CHAPTER XI
THE STRIKE
A week had passed, and Geordie Sinclair and his boy, or at least all that could be gathered up of them, had been laid to rest.
Nellie was very ill, and was now in bed. The reaction had been too much for her. But, as Jenny Maitland had said: "She's never cried yet, an' it would hae been better gin she had. She jist looked at ye wi' her big black e'en sae vexed-like and faraway lookin', an' never spoke hardly. When they carried out the coffins, she sprang up gin she wad follow them, but was putten back to bed again. It was heart-vexin' to look at her."
Robert suffered, too. The sympathy of everyone went out to him. At night when he went to bed the whole scene was reënacted before him in all its horror. Those tense moments of tragedy had so powerfully impressed his boyish mind that he could never forget them.
At the end of the week Andrew Marshall visited them to talk over matters. A collection had been made at the pay-office by the men employed at the pit, and a beautiful wreath purchased and placed upon the grave. A substantial balance had been handed over to Mrs. Sinclair, and this defrayed the expenses of the funeral. After Andrew had spoken of various things, he broke on to the object of his errand that night.
"I hae been thinkin', Nellie," he began nervously, "that I could tak' Rob in wi' me. Ye see, I ha'e no callans o' my ain, and I ha'e aye to get yin to draw off me. So, gin ye're agreeable, I could tak' Rob, an' I'll be guid to him. He can come an' be my neighbor, an' as he'll hae to get work in ony case, he micht as weel work wi' me as wi' ony ither body. Forby I'll maybe be able to pay him mair than plenty ithers could pay him, an' that is efter a' the point to be maist considered. What do ye think?"

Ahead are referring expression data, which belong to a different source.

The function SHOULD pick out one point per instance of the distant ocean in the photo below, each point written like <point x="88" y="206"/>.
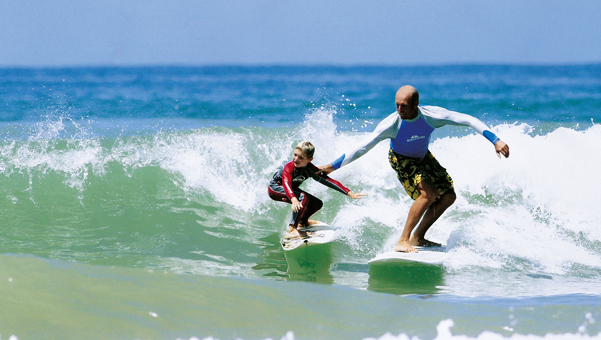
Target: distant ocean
<point x="134" y="205"/>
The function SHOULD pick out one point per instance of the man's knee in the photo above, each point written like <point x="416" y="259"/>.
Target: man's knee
<point x="448" y="198"/>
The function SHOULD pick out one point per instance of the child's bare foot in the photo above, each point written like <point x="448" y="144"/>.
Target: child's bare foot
<point x="404" y="247"/>
<point x="423" y="242"/>
<point x="295" y="233"/>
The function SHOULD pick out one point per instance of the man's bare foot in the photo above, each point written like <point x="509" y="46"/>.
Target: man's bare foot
<point x="423" y="242"/>
<point x="404" y="247"/>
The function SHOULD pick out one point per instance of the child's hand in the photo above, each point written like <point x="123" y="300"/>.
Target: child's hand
<point x="296" y="205"/>
<point x="356" y="196"/>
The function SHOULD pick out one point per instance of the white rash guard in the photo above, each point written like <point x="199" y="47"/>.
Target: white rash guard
<point x="411" y="138"/>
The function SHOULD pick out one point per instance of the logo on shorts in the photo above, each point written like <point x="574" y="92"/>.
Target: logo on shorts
<point x="414" y="138"/>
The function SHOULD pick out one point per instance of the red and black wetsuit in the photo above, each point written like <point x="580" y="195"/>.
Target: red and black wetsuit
<point x="285" y="184"/>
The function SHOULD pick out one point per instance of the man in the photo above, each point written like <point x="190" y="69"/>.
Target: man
<point x="424" y="179"/>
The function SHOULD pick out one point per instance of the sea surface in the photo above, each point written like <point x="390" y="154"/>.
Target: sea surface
<point x="133" y="205"/>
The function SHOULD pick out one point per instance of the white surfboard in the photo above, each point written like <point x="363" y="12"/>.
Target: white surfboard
<point x="319" y="233"/>
<point x="425" y="255"/>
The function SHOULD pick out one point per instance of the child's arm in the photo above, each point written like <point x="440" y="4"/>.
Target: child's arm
<point x="356" y="196"/>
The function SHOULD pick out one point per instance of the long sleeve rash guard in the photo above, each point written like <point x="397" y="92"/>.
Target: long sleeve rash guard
<point x="411" y="138"/>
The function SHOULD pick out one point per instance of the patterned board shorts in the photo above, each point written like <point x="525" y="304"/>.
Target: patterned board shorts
<point x="411" y="171"/>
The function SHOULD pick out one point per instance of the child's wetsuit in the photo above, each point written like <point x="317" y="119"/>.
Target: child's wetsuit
<point x="285" y="184"/>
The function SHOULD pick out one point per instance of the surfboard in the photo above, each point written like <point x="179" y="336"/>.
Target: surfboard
<point x="424" y="255"/>
<point x="319" y="233"/>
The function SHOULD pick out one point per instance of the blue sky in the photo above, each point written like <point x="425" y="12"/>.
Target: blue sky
<point x="35" y="33"/>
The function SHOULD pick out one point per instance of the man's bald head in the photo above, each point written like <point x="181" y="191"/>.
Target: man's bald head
<point x="407" y="99"/>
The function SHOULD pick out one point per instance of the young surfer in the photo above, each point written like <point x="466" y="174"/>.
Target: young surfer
<point x="284" y="187"/>
<point x="423" y="178"/>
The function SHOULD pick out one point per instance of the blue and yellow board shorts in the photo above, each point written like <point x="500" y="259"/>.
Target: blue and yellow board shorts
<point x="411" y="171"/>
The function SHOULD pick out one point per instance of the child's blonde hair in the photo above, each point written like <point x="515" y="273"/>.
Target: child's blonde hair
<point x="307" y="148"/>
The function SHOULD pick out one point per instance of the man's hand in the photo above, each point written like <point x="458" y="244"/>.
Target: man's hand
<point x="326" y="169"/>
<point x="502" y="149"/>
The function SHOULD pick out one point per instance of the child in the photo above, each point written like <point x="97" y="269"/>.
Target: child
<point x="284" y="186"/>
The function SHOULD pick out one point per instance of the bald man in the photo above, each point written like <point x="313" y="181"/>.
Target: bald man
<point x="424" y="179"/>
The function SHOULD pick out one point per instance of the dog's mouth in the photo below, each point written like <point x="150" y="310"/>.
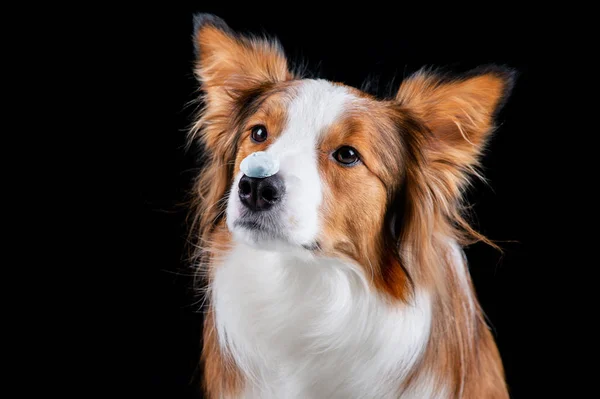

But Mrs. Sinclair could not think; she merely indicated to him that he might please himself and make his own arrangements with the boy, which Andrew did, and Robert went to work with him the following week. He was a mass of nerves and was horribly afraid—indeed, this fear never left him for years—but, young as he was, he recognized his responsibility, to his mother and the rest of the family. He was now its head, and had to shoulder the burden of providing for it, and so his will drove him to work in the pit, when his soul revolted at the very thought of it. Always the horror of the tragedy was with him, down to its smallest detail; and sometimes, even at work, when his mind wandered for a moment from his immediate task, he would start up in terror, almost crying out again as he had done on the day of the accident.
Andrew kept his word and was good to the boy now in his care. Indeed, he took, as some said, more care of the boy than if Robert had been his own, for he tried to save him from every little detail that might remind him of the accident.
"That's yours, Robin," he said, when pay-day came, as he handed to the boy the half of the pay earned.